Remember that job I was pooping my pants about a couple of weeks ago? Not the computer-versus-human job, but the one for the next school year, where I get tuition waived and insurance paid? The writing center, yeah. I got it, hooray!

And now, before you think We at the offices of I, Asshole lead a completely charmed life, I must report that I think I failed Cataloguing 101. Failed. I got a 2.9 on my first paper and a 2.6 on my second one. Just completely didn’t get it. The third paper was a half-assed toss-off so I know I won’t get above a three on that. But I think I got 4.0s in my other two classes, which is depressing because of the disparity and relieving because it will absorb some of the damage to my GPA.
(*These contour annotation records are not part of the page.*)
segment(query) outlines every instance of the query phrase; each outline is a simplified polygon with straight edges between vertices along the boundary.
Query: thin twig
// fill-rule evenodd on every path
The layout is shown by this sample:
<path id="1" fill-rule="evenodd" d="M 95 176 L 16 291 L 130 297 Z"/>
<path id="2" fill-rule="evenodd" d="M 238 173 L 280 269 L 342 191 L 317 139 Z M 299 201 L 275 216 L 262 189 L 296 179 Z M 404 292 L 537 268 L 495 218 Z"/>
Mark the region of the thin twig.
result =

Although, how cool would it be when I’m all famous to have flunked out of library school? I will have to give this some more thought.

Hello, Svarit

Killing some time today, are we? Your comments keep rolling in as I am writing this awful crapping paper. Say Hello, lurkers. I can’t bite you from over here. Maybe I want to read what you’re writing.

Two Weeks of Cockadoodle Noodle

I’m out for two weeks. No more mundanity. (Shut up, it’s a word now.) No more self-righteous backfatty-girl hating. I will become one of those backfat-baring girls. I will buy the shamefully low capris! I will collect all my strappy sandals and I will loll around the beach topless. ITALY!

Raoul, my valet, is coming to pick me up at six tomorrow. I will have three white Russians on the plane and then I will sleep until we touch down in Rome.